Joke Collection Website - Mood Talk - Notes on Mathematical Modeling —— Entropy Weight Method of Evaluation Model

Notes on Mathematical Modeling —— Entropy Weight Method of Evaluation Model

Ok, this time I will talk about entropy weight method, a method to determine the weight of evaluation indicators through sample data.

We mentioned TOPSIS method before, which is used to deal with evaluation models with data. TOPSIS method is quite simple, about three steps.

For the calculation of the above sum, we often use the Euclidean distance between the scheme to be evaluated and the ideal optimal worst scheme after standardized data, that is, this calculation method actually hides a premise, that is, we default that all indicators have the same importance to the final score, that is, the same weight.

Giving different weights to evaluation indicators is more in line with the actual modeling situation and more explanatory. We have also mentioned the methods of determining the weight many times, such as searching other research reports online, sending questionnaires to do surveys, finding experts to empower them and so on. Analytic Hierarchy Process (AHP) is a convincing method to determine the weight. However, the shortcoming of AHP is also obvious, that is, it is too subjective, and the judgment matrix is basically filled in by individuals, which is often the most suitable for the situation without data.

When we have the data, can we determine the weights directly from the data?

For example, common sense can hardly help us to determine which is the most important factor affecting water quality, nor can it tell us how to measure the importance of other indicators. If you can't find the relevant information, you can really only authorize yourself completely subjectively. There are only four indicators. If there are ten or twenty indicators, subjective empowerment will be more troublesome.

Having said that, we can derive a method to determine the weight completely from the data, that is, the entropy weight method. In fact, after listening to the above sentence, we should realize the shortcomings of the entropy weight method: only starting from the data, regardless of the actual background of the problem, it may violate common sense when determining the weight. Even when grading, there will be problems. Of course, we can be flexible. Entropy weight method still has its advantages, and the force is relatively large ... Of course, I don't know if the judges and teachers like this method. This is just an introduction. Whether to adopt it or not depends on the individual ~

Entropy-the degree of chaos within the system. Sounds great, doesn't it? There is also a famous "law of entropy increase", which I believe everyone has heard more or less. Although it is a law of thermodynamics, it actually contains some philosophical truths: everything moves from order to disorder. Then why is this method of determining weight called entropy weight method? After all, the data is completely given and there will be no so-called transition to disorder.

I don't know the details. Let me briefly say my opinion. Modern science not only uses entropy, but also uses "information" to express the degree of order of the system. If a system contains a certain structure, it has certain information, which is called "structural information". The more structural information, the more orderly the system will be. It may be metaphysical to say so. Let me give you a simple example.

Look at the sand on the seashore. If it only distributes freely with the natural state, there is basically no information at all, and the system is completely chaotic.

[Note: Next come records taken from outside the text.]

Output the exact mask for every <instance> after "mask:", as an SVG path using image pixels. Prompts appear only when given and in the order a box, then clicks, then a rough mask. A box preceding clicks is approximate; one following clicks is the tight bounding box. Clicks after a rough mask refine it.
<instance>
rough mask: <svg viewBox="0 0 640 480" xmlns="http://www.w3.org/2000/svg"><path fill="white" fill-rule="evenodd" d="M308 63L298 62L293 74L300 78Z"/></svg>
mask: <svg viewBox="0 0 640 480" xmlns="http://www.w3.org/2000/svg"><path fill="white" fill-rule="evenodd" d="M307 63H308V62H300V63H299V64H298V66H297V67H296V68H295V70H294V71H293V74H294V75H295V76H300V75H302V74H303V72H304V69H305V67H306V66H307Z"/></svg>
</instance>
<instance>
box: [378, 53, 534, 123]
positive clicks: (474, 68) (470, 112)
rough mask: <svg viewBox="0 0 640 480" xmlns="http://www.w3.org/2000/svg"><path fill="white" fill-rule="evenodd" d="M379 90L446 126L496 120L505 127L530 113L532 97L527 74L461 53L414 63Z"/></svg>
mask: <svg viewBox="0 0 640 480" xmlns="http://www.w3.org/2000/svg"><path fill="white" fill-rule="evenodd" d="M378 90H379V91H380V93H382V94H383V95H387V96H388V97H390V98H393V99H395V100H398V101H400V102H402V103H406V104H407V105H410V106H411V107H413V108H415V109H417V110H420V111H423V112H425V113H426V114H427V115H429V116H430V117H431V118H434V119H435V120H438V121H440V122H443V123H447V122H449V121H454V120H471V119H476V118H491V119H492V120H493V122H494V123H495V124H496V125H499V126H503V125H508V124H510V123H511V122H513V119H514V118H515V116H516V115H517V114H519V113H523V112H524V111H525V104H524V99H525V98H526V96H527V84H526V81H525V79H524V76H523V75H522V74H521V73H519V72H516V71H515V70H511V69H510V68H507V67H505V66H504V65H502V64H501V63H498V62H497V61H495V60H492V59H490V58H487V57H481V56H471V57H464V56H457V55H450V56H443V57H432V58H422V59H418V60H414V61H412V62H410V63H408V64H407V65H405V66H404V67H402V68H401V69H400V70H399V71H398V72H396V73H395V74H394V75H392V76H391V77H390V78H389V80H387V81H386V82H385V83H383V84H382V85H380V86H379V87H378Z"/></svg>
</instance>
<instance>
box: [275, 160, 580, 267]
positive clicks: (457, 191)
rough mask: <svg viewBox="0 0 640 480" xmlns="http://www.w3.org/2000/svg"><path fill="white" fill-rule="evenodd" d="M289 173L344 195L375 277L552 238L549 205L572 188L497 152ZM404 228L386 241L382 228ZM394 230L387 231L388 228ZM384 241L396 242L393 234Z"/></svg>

If you build a sandcastle, things will be different. Sand has a certain structure, and the system composed of this part of sand becomes relatively orderly, and we can also see some information from it. The more such information, the more accurate the sandcastle and the more orderly the system. It should be understandable ~

Of course, it doesn't matter if you don't understand. I'm just saying. The principle of entropy weight method is that the smaller the variation degree of index, the less information it reflects and the lower the corresponding weight. In other words, the entropy weight method uses the information contained in the index to determine the position of the index in all indicators. Because entropy measures the degree of chaos of the system, it can also be used to measure the amount of information, so it is understandable to name this method entropy weight method. (But this is all my guess ...)

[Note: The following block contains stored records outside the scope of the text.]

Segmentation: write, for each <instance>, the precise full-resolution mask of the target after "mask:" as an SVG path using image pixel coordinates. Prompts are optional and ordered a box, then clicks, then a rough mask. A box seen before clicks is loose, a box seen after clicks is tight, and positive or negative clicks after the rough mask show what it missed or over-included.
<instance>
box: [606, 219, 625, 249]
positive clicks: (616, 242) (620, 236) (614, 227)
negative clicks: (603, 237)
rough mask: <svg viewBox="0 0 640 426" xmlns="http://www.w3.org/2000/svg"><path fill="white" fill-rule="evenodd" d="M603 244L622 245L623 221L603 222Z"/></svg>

Ok, so how do we measure the amount of information? We can measure the amount of information by the probability of events. For example, Xiao Ming's grade has always been the first in the whole school, and Xiao Zhang's grade has always been the last in the whole school. Both of them were admitted to Tsinghua at the same time. Do you think the event "Xiao Ming was admitted to Tsinghua" or "Xiao Zhang was admitted to Tsinghua" is informative? Obviously, "Xiao Zhang was admitted to Tsinghua" may contain more information. Because Xiao Ming has always been the first in the whole school, it should be a natural thing to be admitted to Tsinghua. Everyone thinks so. And Xiao Zhang has always been the last one, and suddenly he was admitted to Tsinghua. An impossible thing happened, which contained a lot of information.

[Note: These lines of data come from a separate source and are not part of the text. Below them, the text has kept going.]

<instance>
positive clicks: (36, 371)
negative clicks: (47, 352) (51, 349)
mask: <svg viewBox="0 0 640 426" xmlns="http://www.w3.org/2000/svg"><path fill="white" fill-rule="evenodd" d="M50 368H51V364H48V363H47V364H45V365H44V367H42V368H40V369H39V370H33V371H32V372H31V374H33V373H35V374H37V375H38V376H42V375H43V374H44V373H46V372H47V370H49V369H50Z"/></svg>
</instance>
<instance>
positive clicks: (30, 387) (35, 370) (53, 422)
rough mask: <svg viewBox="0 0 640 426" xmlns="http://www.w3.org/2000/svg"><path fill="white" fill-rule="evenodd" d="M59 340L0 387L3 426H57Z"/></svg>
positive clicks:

However, there is a small problem here. Is the information mentioned in the above example the same as the existing information mentioned in the principle of entropy weight method?

In any case, we can draw a simple conclusion that the more likely things happen, the smaller the information is, and the more unlikely things will be. We use probability to measure the possibility of an event, so we can also use probability to measure the amount of information contained in an event.

If the amount of information is represented by letters and the probability is represented by, then we can draw a general function diagram.

It can be found that the amount of information decreases with the increase of probability, the probability is between 0 and 1, and the amount of information is between 0 and positive infinity. Therefore, we can use logarithmic function relationship to express the relationship between probability and information.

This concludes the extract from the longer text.